Passwords are compromised constantly — through phishing, credential stuffing from other breaches, or malware. Without MFA, a leaked password is a full account takeover. CWE-308 (Use of Single-Factor Authentication) directly identifies this gap. NIST 800-63B §4.2 defines Authenticator Assurance Level 2 as requiring a second factor; PCI-DSS Req-8.4.2 mandates MFA for all access to the cardholder data environment. OWASP A07 lists missing MFA as an authentication failure. MFA is the single control with the highest documented reduction in account takeover incidents — Google reported over 99% reduction in automated attacks when TOTP was enforced.

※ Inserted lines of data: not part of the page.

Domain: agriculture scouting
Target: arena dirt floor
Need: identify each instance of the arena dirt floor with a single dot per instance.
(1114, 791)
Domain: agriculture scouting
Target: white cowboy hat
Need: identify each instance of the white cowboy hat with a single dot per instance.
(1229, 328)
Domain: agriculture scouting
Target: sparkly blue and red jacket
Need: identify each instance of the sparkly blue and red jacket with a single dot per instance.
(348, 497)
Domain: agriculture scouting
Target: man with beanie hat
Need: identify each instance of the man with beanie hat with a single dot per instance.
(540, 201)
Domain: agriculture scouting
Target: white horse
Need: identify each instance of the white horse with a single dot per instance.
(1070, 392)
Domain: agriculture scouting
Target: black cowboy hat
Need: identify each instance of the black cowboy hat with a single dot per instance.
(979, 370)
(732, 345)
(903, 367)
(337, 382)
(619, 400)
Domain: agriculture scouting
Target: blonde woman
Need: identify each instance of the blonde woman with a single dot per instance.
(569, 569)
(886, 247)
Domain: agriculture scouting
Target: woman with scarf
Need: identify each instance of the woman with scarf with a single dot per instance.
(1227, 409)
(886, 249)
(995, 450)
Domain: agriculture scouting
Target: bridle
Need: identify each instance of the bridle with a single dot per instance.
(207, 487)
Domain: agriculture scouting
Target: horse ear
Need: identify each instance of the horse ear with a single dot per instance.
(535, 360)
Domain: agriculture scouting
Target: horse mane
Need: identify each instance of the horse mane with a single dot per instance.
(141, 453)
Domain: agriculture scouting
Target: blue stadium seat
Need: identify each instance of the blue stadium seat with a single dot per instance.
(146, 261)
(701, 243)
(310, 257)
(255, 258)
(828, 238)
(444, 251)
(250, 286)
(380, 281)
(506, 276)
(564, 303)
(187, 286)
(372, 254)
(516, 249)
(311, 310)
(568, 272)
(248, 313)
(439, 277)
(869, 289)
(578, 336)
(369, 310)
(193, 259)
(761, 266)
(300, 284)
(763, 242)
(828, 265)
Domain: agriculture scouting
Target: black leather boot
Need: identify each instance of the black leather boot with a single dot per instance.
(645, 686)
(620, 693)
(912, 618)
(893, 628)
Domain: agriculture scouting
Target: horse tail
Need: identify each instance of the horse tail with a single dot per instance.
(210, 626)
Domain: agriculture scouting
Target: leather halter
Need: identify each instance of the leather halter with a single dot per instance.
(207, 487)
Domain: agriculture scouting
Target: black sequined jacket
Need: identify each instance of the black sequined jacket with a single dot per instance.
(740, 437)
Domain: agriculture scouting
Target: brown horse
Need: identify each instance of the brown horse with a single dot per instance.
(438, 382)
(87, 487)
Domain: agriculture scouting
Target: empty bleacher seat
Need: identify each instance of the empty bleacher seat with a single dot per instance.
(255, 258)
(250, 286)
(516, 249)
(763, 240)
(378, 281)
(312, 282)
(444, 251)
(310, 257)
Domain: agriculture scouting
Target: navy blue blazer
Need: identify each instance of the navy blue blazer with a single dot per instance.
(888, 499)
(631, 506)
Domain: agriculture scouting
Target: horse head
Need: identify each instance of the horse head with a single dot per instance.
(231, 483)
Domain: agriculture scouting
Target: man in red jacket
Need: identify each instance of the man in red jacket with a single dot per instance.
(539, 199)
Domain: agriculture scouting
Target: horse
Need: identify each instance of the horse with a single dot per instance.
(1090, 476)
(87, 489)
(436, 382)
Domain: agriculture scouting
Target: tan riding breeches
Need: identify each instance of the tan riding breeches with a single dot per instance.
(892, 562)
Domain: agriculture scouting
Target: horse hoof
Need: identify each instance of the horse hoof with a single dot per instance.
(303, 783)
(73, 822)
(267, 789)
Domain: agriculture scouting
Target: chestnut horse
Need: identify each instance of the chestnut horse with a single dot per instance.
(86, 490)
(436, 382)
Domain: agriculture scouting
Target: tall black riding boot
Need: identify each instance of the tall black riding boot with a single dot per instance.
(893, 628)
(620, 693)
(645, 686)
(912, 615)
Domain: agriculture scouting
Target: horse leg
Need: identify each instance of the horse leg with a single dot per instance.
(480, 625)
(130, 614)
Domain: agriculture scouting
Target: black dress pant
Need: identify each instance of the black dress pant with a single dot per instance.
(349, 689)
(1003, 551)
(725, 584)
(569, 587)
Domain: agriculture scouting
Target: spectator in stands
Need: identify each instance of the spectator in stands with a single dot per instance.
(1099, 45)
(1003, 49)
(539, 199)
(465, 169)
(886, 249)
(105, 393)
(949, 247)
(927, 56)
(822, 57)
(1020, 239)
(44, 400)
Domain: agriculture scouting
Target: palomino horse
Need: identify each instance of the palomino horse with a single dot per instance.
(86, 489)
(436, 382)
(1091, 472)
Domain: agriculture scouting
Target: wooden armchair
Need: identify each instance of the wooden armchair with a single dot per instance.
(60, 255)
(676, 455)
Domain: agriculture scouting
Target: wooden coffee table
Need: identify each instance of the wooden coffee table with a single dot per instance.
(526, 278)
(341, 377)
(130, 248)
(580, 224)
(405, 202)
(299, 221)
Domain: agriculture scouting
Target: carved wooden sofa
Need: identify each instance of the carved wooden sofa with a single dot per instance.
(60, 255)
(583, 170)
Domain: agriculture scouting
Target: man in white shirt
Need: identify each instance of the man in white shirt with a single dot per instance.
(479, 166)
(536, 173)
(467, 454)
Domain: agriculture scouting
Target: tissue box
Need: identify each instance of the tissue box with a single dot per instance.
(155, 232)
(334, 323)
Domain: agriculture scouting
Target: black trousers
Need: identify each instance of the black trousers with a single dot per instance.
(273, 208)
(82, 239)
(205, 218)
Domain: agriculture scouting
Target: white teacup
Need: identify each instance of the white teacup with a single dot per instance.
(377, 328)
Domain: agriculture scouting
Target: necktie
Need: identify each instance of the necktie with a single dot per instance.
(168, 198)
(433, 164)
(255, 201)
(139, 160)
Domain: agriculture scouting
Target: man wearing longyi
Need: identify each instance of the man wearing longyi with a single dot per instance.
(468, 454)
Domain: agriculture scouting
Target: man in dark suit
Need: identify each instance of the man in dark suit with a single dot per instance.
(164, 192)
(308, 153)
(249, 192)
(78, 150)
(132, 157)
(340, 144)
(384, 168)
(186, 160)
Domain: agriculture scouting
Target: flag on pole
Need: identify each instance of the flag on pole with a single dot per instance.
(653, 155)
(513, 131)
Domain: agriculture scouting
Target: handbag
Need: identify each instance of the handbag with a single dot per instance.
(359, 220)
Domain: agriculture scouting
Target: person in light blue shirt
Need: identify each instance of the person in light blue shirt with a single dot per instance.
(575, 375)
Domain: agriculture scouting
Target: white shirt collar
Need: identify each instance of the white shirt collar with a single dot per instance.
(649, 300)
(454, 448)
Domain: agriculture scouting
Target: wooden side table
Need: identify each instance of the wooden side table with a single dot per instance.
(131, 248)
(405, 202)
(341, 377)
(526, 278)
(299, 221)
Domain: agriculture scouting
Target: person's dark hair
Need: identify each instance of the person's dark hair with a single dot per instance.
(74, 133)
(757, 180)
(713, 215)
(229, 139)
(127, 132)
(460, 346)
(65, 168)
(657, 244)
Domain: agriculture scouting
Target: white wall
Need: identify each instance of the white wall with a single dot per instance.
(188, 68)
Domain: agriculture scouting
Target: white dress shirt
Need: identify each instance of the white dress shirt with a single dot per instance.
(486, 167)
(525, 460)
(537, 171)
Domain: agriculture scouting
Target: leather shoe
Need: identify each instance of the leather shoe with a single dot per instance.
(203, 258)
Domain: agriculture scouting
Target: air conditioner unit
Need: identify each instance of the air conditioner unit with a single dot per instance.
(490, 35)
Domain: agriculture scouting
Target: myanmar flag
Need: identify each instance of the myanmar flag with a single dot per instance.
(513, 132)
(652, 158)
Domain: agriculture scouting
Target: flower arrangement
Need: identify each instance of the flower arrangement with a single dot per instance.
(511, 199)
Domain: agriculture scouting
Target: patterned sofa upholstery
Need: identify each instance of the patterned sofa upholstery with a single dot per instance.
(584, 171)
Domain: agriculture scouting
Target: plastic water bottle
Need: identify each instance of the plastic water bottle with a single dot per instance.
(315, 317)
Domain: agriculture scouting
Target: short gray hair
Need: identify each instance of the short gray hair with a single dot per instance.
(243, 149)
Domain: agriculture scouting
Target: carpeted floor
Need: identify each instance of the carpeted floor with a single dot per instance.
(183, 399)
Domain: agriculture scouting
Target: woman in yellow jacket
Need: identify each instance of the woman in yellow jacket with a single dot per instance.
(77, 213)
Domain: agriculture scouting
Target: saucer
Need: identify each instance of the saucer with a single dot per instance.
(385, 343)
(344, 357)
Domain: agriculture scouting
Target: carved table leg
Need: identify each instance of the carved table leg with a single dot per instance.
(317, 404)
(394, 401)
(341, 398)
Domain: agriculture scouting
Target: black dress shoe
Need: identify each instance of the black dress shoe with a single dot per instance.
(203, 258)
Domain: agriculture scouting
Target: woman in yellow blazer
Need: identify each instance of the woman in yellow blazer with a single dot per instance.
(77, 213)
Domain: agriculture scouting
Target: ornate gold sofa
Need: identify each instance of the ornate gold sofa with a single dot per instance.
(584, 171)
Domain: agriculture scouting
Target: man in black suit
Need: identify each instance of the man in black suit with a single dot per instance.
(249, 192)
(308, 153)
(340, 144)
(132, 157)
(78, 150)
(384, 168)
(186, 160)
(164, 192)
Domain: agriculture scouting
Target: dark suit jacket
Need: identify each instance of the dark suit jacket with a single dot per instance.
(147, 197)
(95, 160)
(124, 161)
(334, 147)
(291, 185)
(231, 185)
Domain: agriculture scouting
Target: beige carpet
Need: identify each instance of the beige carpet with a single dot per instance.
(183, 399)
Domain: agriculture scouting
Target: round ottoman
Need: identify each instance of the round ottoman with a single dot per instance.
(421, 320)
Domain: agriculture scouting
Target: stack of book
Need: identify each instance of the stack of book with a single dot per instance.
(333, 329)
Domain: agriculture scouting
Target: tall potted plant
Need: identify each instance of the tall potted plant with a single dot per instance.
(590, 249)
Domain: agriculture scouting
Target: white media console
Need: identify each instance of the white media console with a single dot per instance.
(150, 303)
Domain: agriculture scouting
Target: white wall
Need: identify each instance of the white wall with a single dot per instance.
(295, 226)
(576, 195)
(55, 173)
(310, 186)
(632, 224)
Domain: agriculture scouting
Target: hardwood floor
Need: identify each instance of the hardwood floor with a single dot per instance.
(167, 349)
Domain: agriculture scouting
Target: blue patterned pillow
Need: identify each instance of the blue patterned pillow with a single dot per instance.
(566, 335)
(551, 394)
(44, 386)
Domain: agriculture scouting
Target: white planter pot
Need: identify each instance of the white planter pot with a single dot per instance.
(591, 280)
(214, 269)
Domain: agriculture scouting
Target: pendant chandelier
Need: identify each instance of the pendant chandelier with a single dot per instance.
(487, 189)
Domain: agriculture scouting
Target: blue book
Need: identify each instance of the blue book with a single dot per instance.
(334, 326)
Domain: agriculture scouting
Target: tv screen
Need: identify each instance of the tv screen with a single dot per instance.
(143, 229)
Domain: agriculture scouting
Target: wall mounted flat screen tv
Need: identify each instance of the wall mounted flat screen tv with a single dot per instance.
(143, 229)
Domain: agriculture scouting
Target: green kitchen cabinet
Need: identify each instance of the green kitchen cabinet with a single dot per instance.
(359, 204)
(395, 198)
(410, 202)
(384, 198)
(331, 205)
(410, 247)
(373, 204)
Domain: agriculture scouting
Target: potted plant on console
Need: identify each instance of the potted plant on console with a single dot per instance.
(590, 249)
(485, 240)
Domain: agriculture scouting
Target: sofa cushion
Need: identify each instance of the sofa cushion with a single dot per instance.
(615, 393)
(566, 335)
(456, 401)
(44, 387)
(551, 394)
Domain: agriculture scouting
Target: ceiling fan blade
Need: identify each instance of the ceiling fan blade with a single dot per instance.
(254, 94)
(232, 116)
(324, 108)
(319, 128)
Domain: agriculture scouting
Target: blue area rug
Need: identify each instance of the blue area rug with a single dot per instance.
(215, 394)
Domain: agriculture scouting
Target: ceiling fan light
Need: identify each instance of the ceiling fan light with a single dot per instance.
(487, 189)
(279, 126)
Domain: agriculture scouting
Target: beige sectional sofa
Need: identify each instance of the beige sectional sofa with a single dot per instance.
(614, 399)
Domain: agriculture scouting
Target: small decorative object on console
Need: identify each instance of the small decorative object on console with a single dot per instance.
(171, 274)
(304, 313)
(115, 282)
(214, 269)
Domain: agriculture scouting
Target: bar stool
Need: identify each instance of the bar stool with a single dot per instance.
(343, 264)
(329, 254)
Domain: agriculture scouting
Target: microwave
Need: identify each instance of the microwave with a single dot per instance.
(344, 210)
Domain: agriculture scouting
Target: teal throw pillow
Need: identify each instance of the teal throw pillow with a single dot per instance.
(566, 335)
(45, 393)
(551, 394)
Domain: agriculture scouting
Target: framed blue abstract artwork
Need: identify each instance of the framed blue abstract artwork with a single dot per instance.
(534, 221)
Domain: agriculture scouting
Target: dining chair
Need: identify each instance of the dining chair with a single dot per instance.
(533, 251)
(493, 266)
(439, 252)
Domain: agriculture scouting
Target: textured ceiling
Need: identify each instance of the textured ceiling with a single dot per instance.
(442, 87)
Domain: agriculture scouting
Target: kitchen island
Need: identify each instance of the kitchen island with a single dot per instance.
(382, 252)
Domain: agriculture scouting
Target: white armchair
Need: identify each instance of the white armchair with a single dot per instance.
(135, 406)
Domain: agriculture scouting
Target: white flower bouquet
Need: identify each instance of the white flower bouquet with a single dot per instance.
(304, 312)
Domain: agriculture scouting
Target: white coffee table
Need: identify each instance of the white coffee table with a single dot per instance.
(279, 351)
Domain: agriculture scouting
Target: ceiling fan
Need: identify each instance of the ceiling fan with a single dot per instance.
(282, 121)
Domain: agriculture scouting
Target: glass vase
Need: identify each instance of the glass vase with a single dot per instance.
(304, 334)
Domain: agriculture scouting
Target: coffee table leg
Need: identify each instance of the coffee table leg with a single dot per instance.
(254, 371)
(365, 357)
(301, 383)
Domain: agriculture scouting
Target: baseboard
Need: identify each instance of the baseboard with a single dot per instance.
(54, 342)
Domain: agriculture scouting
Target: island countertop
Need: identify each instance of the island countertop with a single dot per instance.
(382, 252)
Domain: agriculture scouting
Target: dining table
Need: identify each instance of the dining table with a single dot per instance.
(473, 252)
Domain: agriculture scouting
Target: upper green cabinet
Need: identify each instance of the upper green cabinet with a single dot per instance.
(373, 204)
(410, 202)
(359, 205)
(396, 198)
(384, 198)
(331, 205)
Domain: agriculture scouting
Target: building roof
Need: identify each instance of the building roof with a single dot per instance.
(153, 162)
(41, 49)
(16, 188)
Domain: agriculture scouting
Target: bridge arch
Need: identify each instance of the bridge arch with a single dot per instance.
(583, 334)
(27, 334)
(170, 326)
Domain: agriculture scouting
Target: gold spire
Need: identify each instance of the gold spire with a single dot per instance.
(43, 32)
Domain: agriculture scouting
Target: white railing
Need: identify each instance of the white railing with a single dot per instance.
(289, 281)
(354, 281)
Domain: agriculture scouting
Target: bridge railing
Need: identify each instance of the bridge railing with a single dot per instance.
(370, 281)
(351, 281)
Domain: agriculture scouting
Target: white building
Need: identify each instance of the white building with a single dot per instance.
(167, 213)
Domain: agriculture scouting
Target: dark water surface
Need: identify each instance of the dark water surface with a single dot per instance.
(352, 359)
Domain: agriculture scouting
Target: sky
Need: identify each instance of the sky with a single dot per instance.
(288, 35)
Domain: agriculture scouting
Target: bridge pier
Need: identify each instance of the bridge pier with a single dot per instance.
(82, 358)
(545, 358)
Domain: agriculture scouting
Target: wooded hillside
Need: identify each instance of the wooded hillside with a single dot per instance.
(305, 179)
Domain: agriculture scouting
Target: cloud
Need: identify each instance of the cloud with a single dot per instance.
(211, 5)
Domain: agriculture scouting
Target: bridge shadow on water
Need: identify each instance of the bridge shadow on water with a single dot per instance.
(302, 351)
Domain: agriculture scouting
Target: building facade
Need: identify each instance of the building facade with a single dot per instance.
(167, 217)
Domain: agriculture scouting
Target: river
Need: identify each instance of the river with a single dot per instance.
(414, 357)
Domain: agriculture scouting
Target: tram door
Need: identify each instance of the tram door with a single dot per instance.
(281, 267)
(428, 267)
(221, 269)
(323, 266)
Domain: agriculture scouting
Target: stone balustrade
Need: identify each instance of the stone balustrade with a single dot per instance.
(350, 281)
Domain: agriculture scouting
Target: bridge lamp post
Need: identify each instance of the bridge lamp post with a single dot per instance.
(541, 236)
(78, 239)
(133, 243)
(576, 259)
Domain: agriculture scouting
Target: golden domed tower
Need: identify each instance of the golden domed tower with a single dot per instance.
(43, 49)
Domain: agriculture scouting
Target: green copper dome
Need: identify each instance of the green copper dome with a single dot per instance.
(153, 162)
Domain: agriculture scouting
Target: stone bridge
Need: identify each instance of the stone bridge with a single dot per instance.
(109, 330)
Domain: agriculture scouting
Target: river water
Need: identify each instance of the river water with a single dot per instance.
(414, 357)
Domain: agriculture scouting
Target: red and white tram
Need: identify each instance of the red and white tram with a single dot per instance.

Why this severity: Info because MFA absence does not directly enable an attack but substantially amplifies the impact of every other credential-related vulnerability in the application.

Authentication libraries receive security patches — CVEs in `next-auth`, `@supabase/supabase-js`, and similar packages have historically enabled token forgery, session bypass, and privilege escalation. CWE-1395 (Dependency on Vulnerable Third-Party Component) and OWASP A06 (Vulnerable and Outdated Components) directly cover this. SLSA L2 supply-chain provenance requires component currency verification. A library that is multiple major versions behind may lack patches for known exploitable vulnerabilities and lose access to security advisory channels entirely.

Why this severity: Info because version lag does not immediately indicate exploitation, but outdated auth libraries may contain known, publicly documented vulnerabilities with available exploits.

Login forms without loading indicators let users click submit repeatedly while the first request is still in flight, triggering duplicate authentication attempts that can corrupt session state, burn through brute-force lockout counters, double-charge billing events on post-login redirects, and produce inconsistent MFA challenges. Missing error feedback forces users to guess why authentication failed, driving them to password managers that may paste stale credentials and accelerating account lockouts tracked under OWASP A07 (Identification & Authentication Failures). Inaccessible form labels also breach WCAG 2.2 SC 1.3.1 (Info and Relationships) and SC 4.1.2 (Name, Role, Value), excluding screen-reader users from your product.

Why this severity: Info because this is a UX polish concern, not a direct security vulnerability — authentication still functions, but duplicate submissions and silent failures degrade trust.

Hardcoded default credentials (CWE-798) in seed scripts or initialization code are one of the most targeted attack vectors — automated scanners look for accounts with passwords like 'admin123', 'password', or 'test' within minutes of a deployment. OWASP A07 includes default credentials as a named authentication failure. PCI-DSS v4.0 Req-2.2.2 requires that vendor default accounts are either removed/disabled or have their default passwords changed per Req-8.3.6. A seed script that creates an admin account without an environment guard may silently run in production during a migration or initial deploy, creating a fully privileged account with a known, public password.

Why this severity: Info because default credentials require an attacker to know or guess the account exists, but their presence in production is a high-confidence finding that warrants immediate remediation.

Without auth event logging, a brute-force campaign, credential stuffing run, or account takeover leaves no trace in your infrastructure. CWE-778 (Insufficient Logging) directly applies. OWASP A09 (Security Logging and Monitoring Failures) lists insufficient logging of authentication events as a primary failure mode. PCI-DSS Req-10.2.1 mandates logging of all individual user access events. ISO 27001:2022 A.8.15 requires audit trail maintenance for all authenticated actions. When an account is compromised and you have no logs, you cannot determine scope, timeline, or affected users — incident response becomes guesswork.

Why this severity: Info because missing auth logs do not directly enable attacks, but they prevent detection, investigation, and response when attacks occur.